Single-TC coverage is permitted only in one case: the artifact describes a prohibition / negative invariant on its own (for example, a security TC by STRIDE category — it is negative by nature).

9.8 Spec-specific TC — mandatory kinds per SPEC type¶

A closed normative table: each SPEC type MUST have at least one TC of each "mandatory kind" before transitioning into verified (chapter 8 §8.8).

SPEC type	Mandatory TC kinds	Additional TC kinds
SPEC-ARCH	Conformance (zoning / dependency rules)	Reference quality-attribute values (latency / throughput / availability)
SPEC-API	Contract (against the contract from `contract-file`)	Auth negative; rate-limit; versioning compatibility
SPEC-DATA	Constraint (FK / NOT NULL / unique); Migration (forward pass + rollback)	PII handling; retention; index regression
SPEC-INT	Contract (mocked counterparty); contract TC `tc-type: contract` (real / sandbox counterparty)	Failure injection; idempotency; observability (correlation IDs)
SPEC-PROC	Happy path E2E; Alternative paths E2E	Compensation (for saga); SLA end-to-end
SPEC-UI	VLM-judge against a baseline (judge ≠ production); Accessibility (WCAG-AA minimum)	i18n (string overflow / RTL); Journey E2E
SPEC-AI	Eval against a reference dataset (judge isolated)	Adversarial (prompt injection as a negative TC); Cost regression; Hallucination tests
SPEC-SEC	Authz / RBAC matrix; Threat-test per STRIDE category	Audit log; Secrets leakage; Encryption invariants
SPEC-OPS	Smoke after deploy; SLO regression (load test)	Failover / DR drill; Observability (alert firing correctness)
SPEC-TEST	Reproducibility (a repeat run on the same bench yields the same result); Counterparty validity (the sandbox answers as the real system does); Dataset integrity (the data conform to the declared schema and volume)	Bench drift (the configuration has not diverged from the declared one); Completeness of anonymization
SPEC-DOC	Doc lint (`automation.kind: static`): the presence of the mandatory sections; coverage of all roles and scenarios from the linked BR / SR; the match of the document version to the system version; the language and format	Substantive conformance to the implemented behavior — by a judge agent through P7 / `eval`

The substrate-native hook promote SPEC → verified (chapter 3 §3.3.3) MUST check for the presence of at least one TC of each mandatory kind and block the transition in their absence.

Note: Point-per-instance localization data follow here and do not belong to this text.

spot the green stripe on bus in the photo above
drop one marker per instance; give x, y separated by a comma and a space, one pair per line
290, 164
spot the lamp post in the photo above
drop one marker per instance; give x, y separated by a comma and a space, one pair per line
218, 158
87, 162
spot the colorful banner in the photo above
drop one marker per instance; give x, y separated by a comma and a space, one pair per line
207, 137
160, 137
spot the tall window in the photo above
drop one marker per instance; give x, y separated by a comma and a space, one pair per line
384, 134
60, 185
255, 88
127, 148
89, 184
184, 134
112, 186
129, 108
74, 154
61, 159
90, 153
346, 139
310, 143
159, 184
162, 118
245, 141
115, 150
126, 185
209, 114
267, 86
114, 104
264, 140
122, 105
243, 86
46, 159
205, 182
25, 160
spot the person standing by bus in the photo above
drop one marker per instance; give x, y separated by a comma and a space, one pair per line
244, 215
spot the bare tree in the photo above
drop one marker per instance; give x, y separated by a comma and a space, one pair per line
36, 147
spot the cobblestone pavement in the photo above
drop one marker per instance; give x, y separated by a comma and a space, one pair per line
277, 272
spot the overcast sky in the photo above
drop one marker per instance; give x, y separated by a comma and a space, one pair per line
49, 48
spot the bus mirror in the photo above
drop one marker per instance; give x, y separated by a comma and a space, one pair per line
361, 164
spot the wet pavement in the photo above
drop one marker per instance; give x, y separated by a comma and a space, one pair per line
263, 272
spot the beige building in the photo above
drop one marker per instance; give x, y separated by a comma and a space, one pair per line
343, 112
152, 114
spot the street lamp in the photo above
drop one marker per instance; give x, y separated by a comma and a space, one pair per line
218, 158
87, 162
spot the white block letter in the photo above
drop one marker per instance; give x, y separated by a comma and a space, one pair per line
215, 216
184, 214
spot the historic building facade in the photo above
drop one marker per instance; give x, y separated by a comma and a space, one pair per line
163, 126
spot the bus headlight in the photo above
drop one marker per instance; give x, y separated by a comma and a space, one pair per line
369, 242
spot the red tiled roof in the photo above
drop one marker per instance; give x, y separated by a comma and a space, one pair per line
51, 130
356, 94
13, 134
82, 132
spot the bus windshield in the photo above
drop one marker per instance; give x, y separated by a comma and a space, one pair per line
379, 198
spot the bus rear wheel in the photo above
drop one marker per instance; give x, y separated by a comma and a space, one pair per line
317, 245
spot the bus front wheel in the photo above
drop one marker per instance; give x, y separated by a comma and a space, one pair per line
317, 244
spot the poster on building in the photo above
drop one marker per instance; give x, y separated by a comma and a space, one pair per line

Self-reference of SPEC-TEST. The TC that verify the SPEC-TEST itself (reproducibility, counterparty validity, dataset integrity) are run on the very bench they describe, and therefore carry an environment-ref to that same bench. The circle is admissible and is the norm: the bench proves its own fitness in the only way available — by working. Invalidation remains correct even so: a change of bench increments its version and devalues its own TC among the rest — which is exactly what is required.

The table is closed at v1.0. Extension is only through the formal change procedure of the standard (chapter 13).

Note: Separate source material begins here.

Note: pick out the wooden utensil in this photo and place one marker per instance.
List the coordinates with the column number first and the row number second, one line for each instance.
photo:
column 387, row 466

SPEC-DOC — the doc lint (mandatory). The checkable statements of the delivered documentation (§8.5.11): the presence of the mandatory sections; coverage of all roles and scenarios declared in the linked BR / SR; the match of the document version to the system version; the language and format of the delivery. The runner is a static analyzer (automation.kind: static). Substantive conformance to the implemented behavior is checked optionally by a judge agent through P7 / eval — no separate mechanism is introduced.

Without the doc lint a SPEC-DOC is non-verifiable: QG-2 requires coverage of every normative statement (§9.7), and such a SPEC would either block the delivery or force a weakening of MVR-5 for the sake of a single type.

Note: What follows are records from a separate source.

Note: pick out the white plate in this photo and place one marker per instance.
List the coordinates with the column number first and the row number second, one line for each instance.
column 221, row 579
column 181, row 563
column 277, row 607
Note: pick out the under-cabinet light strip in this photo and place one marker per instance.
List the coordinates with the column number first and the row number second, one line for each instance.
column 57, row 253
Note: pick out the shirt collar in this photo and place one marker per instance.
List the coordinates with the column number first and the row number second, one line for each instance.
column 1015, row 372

SPEC-TEST — reproducibility, counterparty validity, dataset integrity (§8.5.10). Counterparty validity is no formality: a sandbox that answers unlike the real system turns the proof into a fiction.

9.8.1 A structural TC — the degenerate normative part¶

For SPEC-ARCH and SPEC-DATA the mandatory TC kind is structural conformance (zoning and dependency rules, schema conformance). Its runner is a static analyzer, not a run of the system; this is recorded by the field automation.kind: static (§9.3). No separate TC type for structural checks is introduced: the check is already mandatory — all that was missing was the acknowledgement of the nature of its runner.

In a structural TC the normative part is degenerate: the statement is already written in the SPEC-ARCH / SPEC-DATA; the normative part of the test merely points at which clause of the specification is subject to automated checking.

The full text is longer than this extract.